1.binlerce hayvan gereksiz yere kesilmiyor, ama amaç fakirlere dağıtmak falan da değil. kurban; özünde, bir canlının hayatına son vermektir. etini fakirlere dağıt, komşuna ver, kendin ye.. istersen etinden kıyafet yap giy. kurban kesildikten sonraki kısım başka bir ibadettir. -
gereksiz yere kesilmiyor çünkü, kesen insanlar yıl içindeki et ihtiyacının büyük bir kısmını bu hayvanların etinden karşılıyor. yani bayramda kesmese kasaptan alacak, kasaptan aldığı da tarladan yetişmiyor haksız mıyım?

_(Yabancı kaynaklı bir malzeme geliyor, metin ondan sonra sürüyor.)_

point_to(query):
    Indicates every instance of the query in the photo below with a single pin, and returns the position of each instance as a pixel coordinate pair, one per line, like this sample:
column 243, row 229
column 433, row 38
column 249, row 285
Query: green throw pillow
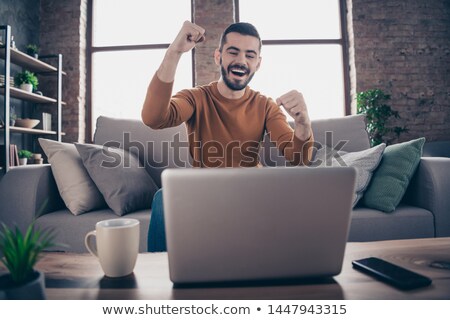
column 390, row 180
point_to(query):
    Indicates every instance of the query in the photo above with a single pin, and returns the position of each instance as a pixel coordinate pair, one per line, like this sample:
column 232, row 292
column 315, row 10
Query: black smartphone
column 392, row 274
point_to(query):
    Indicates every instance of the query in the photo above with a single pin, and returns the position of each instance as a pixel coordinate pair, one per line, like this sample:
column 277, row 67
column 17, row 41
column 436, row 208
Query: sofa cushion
column 75, row 186
column 156, row 149
column 391, row 179
column 120, row 177
column 405, row 222
column 71, row 230
column 365, row 162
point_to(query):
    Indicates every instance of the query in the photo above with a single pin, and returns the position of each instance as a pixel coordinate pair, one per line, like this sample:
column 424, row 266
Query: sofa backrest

2.hayvan sevgisi; hayvan sevgisi hakkında şöyle bir misal vereyim: aynı biyosferde yaşayan canlılar, insan ve hayvanlar... bir aslanı düşün, yeri geldiğinde bir insanı parçalayıp bir güzel yer. yırtıcı hayvanların çoğunda bu geçerlidir. aynı şekilde bir insan, gücünün yettiği hayvanları keser-parçalar bir güzel yer. özetle; doğanın formatı ve canlının fıtratı budur. en derin felsefeyi de yapsanız, ölümün bir acı veya bir işkence/ızdırap olduğunu iddia edemezsiniz. ama yaralamak ve acı çektirmek işkencedir. hayvanlar birbirlerine -doğal olarak- böyle bir şey yapmazlar. hayvan sevgisinin doğal sınırı da 'acı çektirmemek'tir. öldürmek, hayvan sevgisi veya 'insancıllık' veya 'vicdan' kapsamında gayrımeşru değildir. tabi 'öldürmek' derken 'cinayet'i kastettiğim anlaşılmasın. dolayısıyla, besin ihtiyacını karşılamak üzere diğer bir canlıyı öldürmek vahşet değildir, hayvan sevgisi yoksunluğu değildir. burada, hayvan sevgisi düşüncesinin temel dinamiklerini sorgulamak gereklidir. insan yaşamını sağlıklı bir şekilde sürdürmek için belirli yaşamsal maddeleri almak zorundadır. ve bu da diğer canlıların (bitki, hayvan) ölümüyle mümkündür. eğer bu kadar fıtrî bir konuda 'ama bu çok hazin' diyorsanız, 'dünya hayatı maalesef böyle' demekten başka çare yoktur. aynı şekilde; ister dini sebeple, ister beslenme amacıyla hayvan öldürülmesini de suçlamaya hiç kimsenin hakkı yoktur, bunu yapanları itham etmek vicdansızlıktır.